4.6. Measurement of Intracellular Reactive Oxygen Species
Intracellular reactive oxygen species (ROS) generation was measured by a modified dichloro-dihydro-fluorescein diacetate (DCFH-DA) method. PC12 cells were cultured with the control or GSs in black 96-well plates at a density of 1 × 104 cells/well. After 24 h, the cultured cells were treated with 15 mM glutamate in SFM for 20 min followed by 20 μM DCF-DA in a serum-free medium for 40 min. The cells were washed and 100 μL Dulbecco’s phosphate-buffered saline was added to each well. Fluorescence was measured with a multi-plate reader at 485 nm/535 nm (excitation/emission).
4.7. Protein Extraction
PC12 cells were pretreated with the control or GSs (20 μg/mL), followed by glutamate (15 mM/mL), for 24 h. Whole PC12 cell lysates were prepared in a radioimmunoprecipitation (RIPA) buffer (GenDEPOT, Katy, TX, USA) containing a protease and phosphatase inhibitor cocktail (GenDEPOT). Cell lysates containing equal amounts of protein were prepared using the Bradford assay. Proteins were mixed with 5× loading buffer and boiled for 10 min.
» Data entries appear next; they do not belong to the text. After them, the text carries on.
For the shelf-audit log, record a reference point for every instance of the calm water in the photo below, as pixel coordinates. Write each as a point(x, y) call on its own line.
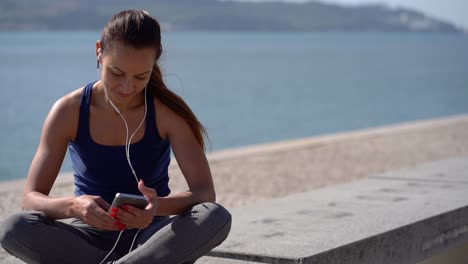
point(247, 88)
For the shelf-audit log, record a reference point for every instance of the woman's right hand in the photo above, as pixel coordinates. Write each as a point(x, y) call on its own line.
point(93, 211)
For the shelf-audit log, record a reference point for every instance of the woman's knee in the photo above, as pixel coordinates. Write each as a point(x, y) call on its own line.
point(17, 225)
point(217, 217)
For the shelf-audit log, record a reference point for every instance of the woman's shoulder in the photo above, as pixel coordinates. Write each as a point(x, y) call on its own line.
point(68, 103)
point(168, 121)
point(64, 114)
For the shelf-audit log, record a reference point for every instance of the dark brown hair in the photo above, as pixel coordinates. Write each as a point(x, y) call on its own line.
point(138, 29)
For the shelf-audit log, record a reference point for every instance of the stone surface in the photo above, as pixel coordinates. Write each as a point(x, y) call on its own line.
point(399, 217)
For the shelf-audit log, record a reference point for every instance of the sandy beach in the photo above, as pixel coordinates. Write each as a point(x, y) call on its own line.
point(249, 174)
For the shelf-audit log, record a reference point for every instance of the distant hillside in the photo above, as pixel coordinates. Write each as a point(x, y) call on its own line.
point(203, 15)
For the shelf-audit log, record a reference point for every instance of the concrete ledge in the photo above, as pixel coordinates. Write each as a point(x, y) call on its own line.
point(398, 217)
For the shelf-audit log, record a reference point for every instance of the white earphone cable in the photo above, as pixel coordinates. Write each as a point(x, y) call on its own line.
point(127, 154)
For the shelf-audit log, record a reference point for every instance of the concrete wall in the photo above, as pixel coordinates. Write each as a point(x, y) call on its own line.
point(458, 255)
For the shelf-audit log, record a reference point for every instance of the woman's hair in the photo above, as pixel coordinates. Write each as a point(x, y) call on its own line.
point(138, 29)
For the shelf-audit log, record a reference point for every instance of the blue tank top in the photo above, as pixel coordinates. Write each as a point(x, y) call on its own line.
point(104, 171)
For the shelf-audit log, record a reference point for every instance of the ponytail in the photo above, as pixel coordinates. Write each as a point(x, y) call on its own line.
point(137, 28)
point(158, 88)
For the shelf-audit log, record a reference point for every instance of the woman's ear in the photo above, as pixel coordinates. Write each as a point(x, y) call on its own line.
point(98, 49)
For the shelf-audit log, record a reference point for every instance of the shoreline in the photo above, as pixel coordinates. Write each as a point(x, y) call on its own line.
point(251, 173)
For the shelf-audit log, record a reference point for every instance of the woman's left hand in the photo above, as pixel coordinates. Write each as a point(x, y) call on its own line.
point(133, 217)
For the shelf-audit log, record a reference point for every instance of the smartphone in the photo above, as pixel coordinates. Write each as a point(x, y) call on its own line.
point(120, 199)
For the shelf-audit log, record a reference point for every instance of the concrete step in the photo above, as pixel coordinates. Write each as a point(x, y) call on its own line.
point(397, 217)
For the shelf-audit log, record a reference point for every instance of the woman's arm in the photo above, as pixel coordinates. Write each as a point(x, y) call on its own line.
point(192, 162)
point(59, 127)
point(46, 164)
4.8. Western Blot Analysis
Protein samples were separated by 10% sodium dodecyl sulfate-polyacrylamide gel electrophoresis and transferred onto a polyvinylidene fluoride membrane (Millipore, Darmstadt, Germany). The membrane was washed three times and blocked by soaking in Tris-buffered saline + Tween (TBS-T) buffer (50 mM Tris-HCl (pH 7.5), 150 mM NaCl, and 0.1% Tween 20) containing 5% bovine serum albumin (GenDEPOT) for 30 min. The membrane was incubated with primary antibodies (1:1000) overnight at 4 °C. Then, the membrane was washed three times and incubated with the appropriate secondary antibody (1:2000) for 1 h at room temperature. All primary and secondary antibodies (β-actin, Nrf2, HO-1, SOD2, catalase, Gpx-1, Bax, Bcl/Bcl-xL, JNK/p-JNK, ERK/p-ERK, and p38/p-p38) were obtained from Abcam (Cambridge, UK) and Cell Signaling Technology (Beverly, MA, USA). Protein expression was visualized using enhanced chemiluminescence reagent (Bio-Rad, Hercules, CA, USA) according to the manufacturer’s instructions. Quantitative analysis was conducted using ImageJ software (version 1.52a for Windows; NIH, Bethesda, MD, USA).
4.9. Statistical Analysis
All experiments were repeated three times, and results are presented as the mean ± standard deviation (SD) of independent measurements. To increase the validity and reliability of the data scale and to confirm the normality of the data, the SPSS/PC 21.0 program was used to check the average value, standard deviation, skewness, and kurtosis. Statistical analysis (a one-way ANOVA and Duncan’s multiple range test) was performed using the Prism software (ver. 5.02; GraphPad Software, San Diego, CA, USA). p-values < 0.05 were considered to indicate statistical significance.
5. Conclusions
This study confirmed the effects of thermal processes on ginsenoside composition and neuroprotective activities in GS, and the neuroprotective mechanism of HGS against glutamate toxicity in neuronal PC12 cells. Heat treatment enhanced the neuroprotective effects of GS by increasing minor ginsenosides. HGS also protected PC12 cells against glutamate-induced oxidative stress by upregulating Nrf2-mediated antioxidant signaling and downregulating MAPK-mediated apoptotic signaling. Overall, our results show that HGS has excellent neuroprotective activity, suggesting that it has potential as a constituent of ginseng-derived neuroprotective pharmaceuticals.
Author Contributions
G.Y.J. and H.-A.S.: designed the study. Y.-J.J., H.D.K. and E.S.L.: analyzed the data and searched the literature. Y.-J.J., H.D.K. and G.Y.J.: performed the experiments. Y.-J.J., H.D.K. and H.-A.S.: drafted and revised the manuscript. All authors have read and agreed to the published version of the manuscript.
Funding
This work was carried out with the support of “Cooperative Research Program for Agriculture Science and Technology Development (Project No. PJ01712401)” and the RDA Fellowship Program of the National Institute of Horticultural and Herbal Science, Rural Development Administration, Republic of Korea.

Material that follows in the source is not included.